In dieser Woche komme ich auf das Thema „Prognosen“, weil ich bei meinen zahlreichen Vorträgen immer wieder nach konkreten Prognosen für einzelne Anlageklassen gefragt worden bin. Oft geht es um die Indexstände an den Börsen – ob nun in Deutschland beim DAX oder in den USA beim S&P 500. Beliebt ist auch die Frage: Wo steht der US-Dollar am Jahresende?

Ganz ehrlich: Ich habe keine Ahnung. Und eigentlich interessiert es mich auch nicht. Wenn Ihnen jemand sagt, dass am Jahresende der DAX bei 15.000 Punkten steht und der S&P 500 das Jahr mit 4.000 Punkten beenden wird, dann kann er das sagen. Vielleicht liegt ein solcher Experte am Jahresende sogar richtig damit. Aber die Wahrscheinlichkeit liegt doch um einiges höher, dass eine solche Prognose nicht zutrifft.
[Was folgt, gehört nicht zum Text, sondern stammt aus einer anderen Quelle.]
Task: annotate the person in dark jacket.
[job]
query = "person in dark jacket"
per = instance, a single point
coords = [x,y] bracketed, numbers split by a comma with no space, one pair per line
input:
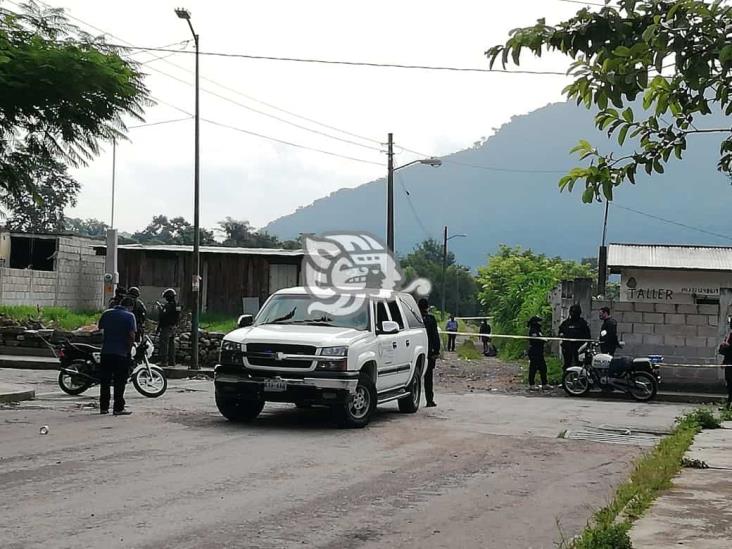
[609,341]
[119,295]
[139,310]
[725,349]
[167,322]
[537,363]
[485,328]
[574,327]
[433,341]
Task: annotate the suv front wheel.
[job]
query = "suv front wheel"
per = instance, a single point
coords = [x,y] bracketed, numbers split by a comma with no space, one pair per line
[239,410]
[356,410]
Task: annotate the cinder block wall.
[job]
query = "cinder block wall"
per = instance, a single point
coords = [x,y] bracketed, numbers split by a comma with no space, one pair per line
[683,334]
[76,283]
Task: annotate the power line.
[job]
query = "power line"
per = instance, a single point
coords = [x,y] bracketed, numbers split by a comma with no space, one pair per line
[282,141]
[347,63]
[671,222]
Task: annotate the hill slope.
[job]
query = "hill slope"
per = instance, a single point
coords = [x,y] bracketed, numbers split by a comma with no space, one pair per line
[525,207]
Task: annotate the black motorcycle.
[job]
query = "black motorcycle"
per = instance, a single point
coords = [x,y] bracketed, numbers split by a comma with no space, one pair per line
[80,365]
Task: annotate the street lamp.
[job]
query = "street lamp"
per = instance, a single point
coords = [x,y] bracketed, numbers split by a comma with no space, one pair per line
[444,263]
[434,162]
[183,13]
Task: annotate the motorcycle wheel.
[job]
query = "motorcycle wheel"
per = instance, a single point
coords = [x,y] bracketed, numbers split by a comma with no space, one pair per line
[642,386]
[71,384]
[575,384]
[151,385]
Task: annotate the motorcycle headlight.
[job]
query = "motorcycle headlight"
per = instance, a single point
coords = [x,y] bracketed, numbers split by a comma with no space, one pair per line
[334,351]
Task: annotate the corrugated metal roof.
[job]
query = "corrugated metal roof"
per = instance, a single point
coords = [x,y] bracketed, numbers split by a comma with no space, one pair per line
[653,256]
[212,250]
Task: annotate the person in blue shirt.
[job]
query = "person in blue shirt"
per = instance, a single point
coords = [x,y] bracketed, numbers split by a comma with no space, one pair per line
[119,328]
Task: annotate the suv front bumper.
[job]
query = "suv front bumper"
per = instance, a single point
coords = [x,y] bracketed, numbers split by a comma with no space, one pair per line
[245,383]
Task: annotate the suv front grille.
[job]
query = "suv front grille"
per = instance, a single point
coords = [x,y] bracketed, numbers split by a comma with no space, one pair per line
[263,354]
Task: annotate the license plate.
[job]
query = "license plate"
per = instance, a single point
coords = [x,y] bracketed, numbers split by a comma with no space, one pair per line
[275,385]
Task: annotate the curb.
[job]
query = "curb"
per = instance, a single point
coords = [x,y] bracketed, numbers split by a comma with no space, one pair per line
[17,395]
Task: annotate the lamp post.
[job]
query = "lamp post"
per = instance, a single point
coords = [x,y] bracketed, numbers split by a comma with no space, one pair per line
[183,13]
[444,263]
[434,162]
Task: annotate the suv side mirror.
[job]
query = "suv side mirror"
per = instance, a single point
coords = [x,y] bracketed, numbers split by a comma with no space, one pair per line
[389,327]
[245,321]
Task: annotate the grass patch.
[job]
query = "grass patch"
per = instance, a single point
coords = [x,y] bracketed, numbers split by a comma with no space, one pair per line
[652,475]
[554,371]
[468,351]
[216,322]
[51,317]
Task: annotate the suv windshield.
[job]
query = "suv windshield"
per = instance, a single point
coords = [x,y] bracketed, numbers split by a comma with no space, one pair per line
[293,309]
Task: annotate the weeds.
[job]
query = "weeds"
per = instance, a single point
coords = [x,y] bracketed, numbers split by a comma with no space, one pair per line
[51,317]
[652,475]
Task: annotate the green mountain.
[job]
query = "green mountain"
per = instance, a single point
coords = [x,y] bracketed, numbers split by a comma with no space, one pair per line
[505,192]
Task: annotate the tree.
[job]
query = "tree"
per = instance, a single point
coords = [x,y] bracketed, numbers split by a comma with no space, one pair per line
[42,211]
[63,92]
[92,228]
[674,54]
[515,284]
[176,230]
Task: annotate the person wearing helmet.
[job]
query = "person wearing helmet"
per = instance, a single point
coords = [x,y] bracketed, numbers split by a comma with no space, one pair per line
[139,310]
[167,322]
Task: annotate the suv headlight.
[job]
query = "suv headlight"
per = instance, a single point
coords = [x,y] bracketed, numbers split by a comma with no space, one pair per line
[230,352]
[334,351]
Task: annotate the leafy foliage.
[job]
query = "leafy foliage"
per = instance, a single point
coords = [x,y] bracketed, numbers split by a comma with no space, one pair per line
[177,230]
[62,92]
[425,261]
[674,55]
[42,211]
[514,286]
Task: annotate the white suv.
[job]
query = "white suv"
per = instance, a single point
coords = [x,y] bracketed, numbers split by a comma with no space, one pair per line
[350,363]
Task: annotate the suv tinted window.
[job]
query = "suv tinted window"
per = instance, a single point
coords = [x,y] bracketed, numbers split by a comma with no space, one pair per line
[396,316]
[411,312]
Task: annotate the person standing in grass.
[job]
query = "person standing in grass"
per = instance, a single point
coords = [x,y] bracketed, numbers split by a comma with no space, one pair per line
[725,349]
[451,326]
[537,362]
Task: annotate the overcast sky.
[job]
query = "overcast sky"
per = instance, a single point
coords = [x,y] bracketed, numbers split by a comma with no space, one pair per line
[257,180]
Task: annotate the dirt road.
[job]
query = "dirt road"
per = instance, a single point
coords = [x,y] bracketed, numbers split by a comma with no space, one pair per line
[481,470]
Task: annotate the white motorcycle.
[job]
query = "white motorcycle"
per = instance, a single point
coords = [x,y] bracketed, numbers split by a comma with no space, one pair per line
[637,377]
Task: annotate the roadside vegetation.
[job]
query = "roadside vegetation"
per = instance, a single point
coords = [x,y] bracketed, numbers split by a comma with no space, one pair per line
[652,475]
[50,317]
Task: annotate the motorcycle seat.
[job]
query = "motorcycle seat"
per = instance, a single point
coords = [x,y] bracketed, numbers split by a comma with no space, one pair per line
[84,347]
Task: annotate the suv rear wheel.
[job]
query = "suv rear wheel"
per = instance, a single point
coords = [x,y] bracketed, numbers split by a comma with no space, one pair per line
[238,410]
[356,410]
[410,404]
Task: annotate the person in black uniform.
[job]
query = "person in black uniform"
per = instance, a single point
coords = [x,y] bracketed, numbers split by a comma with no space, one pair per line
[167,322]
[725,349]
[433,341]
[609,341]
[139,310]
[537,363]
[574,327]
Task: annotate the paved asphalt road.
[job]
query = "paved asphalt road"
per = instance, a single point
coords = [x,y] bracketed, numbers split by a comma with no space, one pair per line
[481,470]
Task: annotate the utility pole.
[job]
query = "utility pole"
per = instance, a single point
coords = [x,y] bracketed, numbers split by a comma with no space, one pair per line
[602,259]
[444,270]
[390,194]
[196,281]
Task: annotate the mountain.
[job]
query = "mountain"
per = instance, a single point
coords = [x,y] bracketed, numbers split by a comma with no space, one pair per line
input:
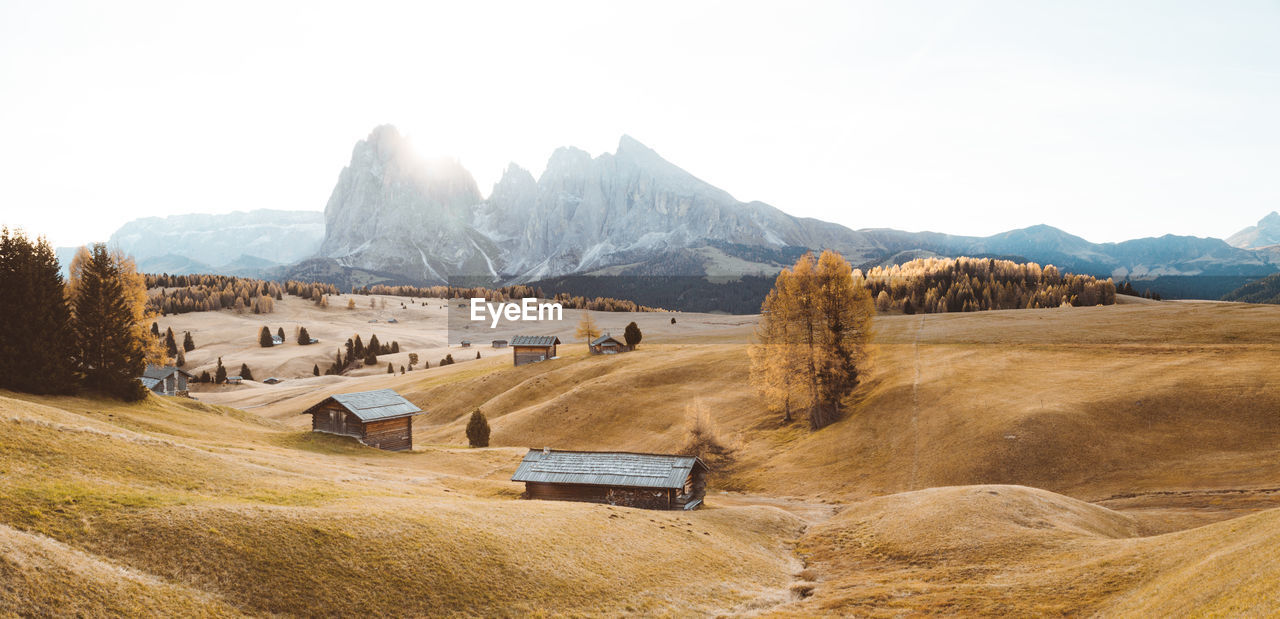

In einem Webinar in dieser Woche mit vier Kapitalmarkt-Experten sollten wir alle unsere konkrete Inflationsprognose für das Jahresende abgeben. Ähnlich wie andere Experten sagte ich auch, dass die Inflation 2023 in Europa voraussichtlich auf fünf Prozent und in den USA auf vier Prozent fallen wird.
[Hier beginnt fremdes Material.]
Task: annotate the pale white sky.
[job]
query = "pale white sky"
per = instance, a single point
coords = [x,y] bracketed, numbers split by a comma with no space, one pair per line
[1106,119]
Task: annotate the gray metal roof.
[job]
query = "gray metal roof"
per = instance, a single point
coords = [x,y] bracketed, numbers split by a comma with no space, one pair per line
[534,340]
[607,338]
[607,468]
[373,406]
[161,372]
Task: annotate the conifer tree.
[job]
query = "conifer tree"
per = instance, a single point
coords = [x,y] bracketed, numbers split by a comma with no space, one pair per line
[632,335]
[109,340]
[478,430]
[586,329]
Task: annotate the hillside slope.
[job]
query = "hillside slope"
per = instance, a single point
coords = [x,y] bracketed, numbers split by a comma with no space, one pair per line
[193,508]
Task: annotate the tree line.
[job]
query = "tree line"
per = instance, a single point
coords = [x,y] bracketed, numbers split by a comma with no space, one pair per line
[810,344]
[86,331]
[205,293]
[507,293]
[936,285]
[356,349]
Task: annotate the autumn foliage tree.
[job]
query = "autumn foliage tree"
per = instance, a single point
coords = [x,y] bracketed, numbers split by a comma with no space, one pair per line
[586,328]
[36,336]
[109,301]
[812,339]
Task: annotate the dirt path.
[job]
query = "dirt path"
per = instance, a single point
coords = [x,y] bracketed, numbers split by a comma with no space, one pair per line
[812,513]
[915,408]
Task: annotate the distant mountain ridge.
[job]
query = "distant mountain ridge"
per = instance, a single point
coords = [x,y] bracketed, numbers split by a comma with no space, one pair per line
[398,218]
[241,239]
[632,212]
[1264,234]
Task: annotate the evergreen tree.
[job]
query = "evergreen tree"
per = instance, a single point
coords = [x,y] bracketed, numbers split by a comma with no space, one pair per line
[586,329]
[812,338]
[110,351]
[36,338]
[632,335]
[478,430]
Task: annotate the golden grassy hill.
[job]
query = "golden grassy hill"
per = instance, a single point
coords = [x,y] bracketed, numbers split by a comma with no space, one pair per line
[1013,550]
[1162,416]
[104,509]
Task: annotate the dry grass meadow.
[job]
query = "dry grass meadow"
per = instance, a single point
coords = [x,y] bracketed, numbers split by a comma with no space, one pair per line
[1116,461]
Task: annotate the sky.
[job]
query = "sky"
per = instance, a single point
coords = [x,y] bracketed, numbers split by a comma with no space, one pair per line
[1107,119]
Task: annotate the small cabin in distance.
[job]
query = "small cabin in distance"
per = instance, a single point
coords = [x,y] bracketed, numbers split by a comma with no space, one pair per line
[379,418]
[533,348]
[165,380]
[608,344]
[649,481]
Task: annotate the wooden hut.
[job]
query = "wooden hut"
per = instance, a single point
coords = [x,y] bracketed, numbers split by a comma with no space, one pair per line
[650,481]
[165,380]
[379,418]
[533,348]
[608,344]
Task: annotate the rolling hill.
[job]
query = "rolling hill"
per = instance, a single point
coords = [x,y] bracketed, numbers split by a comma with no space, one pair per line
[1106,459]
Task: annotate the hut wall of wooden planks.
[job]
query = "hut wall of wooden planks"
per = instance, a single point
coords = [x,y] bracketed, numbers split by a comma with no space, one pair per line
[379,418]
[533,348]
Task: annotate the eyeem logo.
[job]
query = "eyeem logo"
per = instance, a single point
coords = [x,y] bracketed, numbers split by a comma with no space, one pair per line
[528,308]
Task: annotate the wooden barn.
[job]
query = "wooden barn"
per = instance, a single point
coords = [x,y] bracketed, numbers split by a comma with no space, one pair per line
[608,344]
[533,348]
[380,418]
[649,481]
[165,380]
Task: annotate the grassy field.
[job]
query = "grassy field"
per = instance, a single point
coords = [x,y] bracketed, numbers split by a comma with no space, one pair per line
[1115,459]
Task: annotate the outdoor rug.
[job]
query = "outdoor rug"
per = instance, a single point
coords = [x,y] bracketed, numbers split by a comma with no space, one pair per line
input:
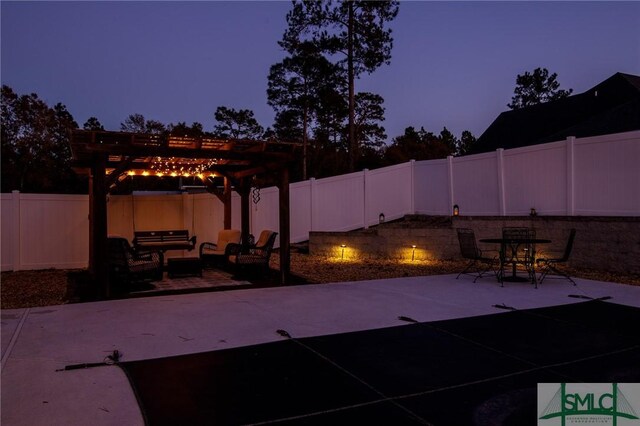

Die Zukunft ist ungewiss – speziell am Kapitalmarkt

Offen gesagt: Auch hier schreibe ich nur die jüngste Entwicklung fort und denke, dass sich der Trend erst einmal gradlinig fortsetzen wird. Das kann so kommen oder auch nicht. Vieles spricht dafür, dass die Entwicklung zunächst einmal so weitergeht, doch haben die beiden vergangenen Jahre uns deutlich gezeigt, wie schnell sich Dinge doch verändern können und wie schnell alte Gewissheiten nicht mehr gelten, Stichwort „Zeitenwende“. Warum also dieser ungewisse Blick in die Zukunft?
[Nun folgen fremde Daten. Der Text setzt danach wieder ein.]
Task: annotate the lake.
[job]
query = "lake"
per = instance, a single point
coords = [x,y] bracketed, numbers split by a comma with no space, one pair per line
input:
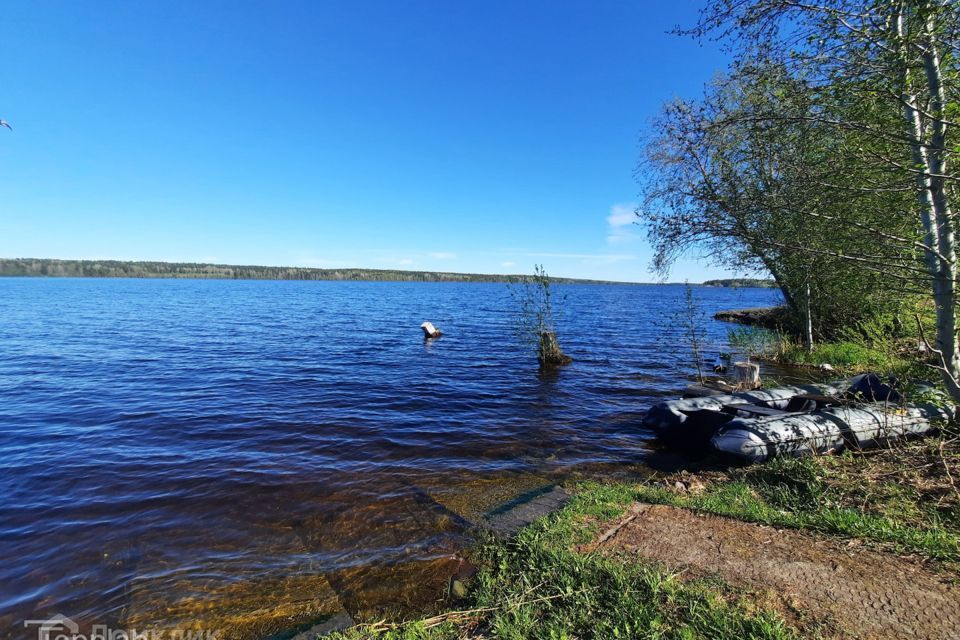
[249,455]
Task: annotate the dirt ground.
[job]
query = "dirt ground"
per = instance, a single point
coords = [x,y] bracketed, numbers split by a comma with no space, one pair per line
[867,594]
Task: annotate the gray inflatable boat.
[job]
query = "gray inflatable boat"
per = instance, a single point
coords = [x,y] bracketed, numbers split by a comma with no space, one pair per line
[692,422]
[825,431]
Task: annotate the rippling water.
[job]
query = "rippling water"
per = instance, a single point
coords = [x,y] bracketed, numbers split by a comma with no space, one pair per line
[249,455]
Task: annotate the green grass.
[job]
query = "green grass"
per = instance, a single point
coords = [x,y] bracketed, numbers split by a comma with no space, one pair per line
[804,494]
[539,586]
[849,356]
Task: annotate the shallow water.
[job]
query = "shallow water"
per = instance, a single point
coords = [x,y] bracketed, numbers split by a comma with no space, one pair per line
[250,455]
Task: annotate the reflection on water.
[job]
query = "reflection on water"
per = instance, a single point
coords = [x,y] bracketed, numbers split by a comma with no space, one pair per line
[254,456]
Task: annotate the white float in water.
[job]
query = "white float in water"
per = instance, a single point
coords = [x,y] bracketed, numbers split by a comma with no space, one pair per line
[430,331]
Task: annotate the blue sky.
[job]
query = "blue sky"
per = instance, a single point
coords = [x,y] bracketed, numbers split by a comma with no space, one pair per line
[459,136]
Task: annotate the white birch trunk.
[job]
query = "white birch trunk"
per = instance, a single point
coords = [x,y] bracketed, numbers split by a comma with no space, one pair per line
[935,213]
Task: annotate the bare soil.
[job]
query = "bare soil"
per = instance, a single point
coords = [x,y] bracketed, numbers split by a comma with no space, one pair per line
[869,595]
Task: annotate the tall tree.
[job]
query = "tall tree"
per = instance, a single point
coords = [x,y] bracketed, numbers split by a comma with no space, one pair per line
[882,80]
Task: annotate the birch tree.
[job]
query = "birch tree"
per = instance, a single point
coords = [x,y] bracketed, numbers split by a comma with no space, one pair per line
[882,75]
Viele Fragen sind im Moment unbeantwortet, viele relevante Faktoren schlicht und ergreifend nicht abzuschätzen. Wer weiß schon, was Putin als nächstes tun wird, ob der Winter noch einmal kalt wird und Energie deswegen doch noch teuer wird? Deshalb werde ich auch weiterhin keine konkreten Markt- oder Inflationsprognosen abgeben. Es macht einfach keinen Sinn. Bin ich deswegen ein schlechter Kapitalmarktstratege, der sich das einfach nicht traut? Ich glaube nicht. Aber es ist aus meiner Sicht vielmehr entscheidend, dass man eine langfristige Perspektive an der Börse hat und immer weiß, WARUM man etwas kauft. Und da spielen die Qualität des einzelnen Unternehmens und der Einfluss langfristiger, fundamentaler Entwicklung eine größere Rolle als eine Punktprognose.

Vor allem solche strukturellen Trends sind es, die mich besonders interessieren. Was ich damit meine und warum diese strukturellen Veränderungen weit über die Kapitalmärkte hinausgehen, werde ich in der nächsten Zeit genauer vorstellen. Ich bin davon überzeugt, dass die langfristige Orientierung bei der eigenen Anlagestrategie der richtige Ansatz ist. Im besten Fall ist es dann egal, wo der DAX oder der Euro-Dollar-Wechselkurs am Jahresende stehen.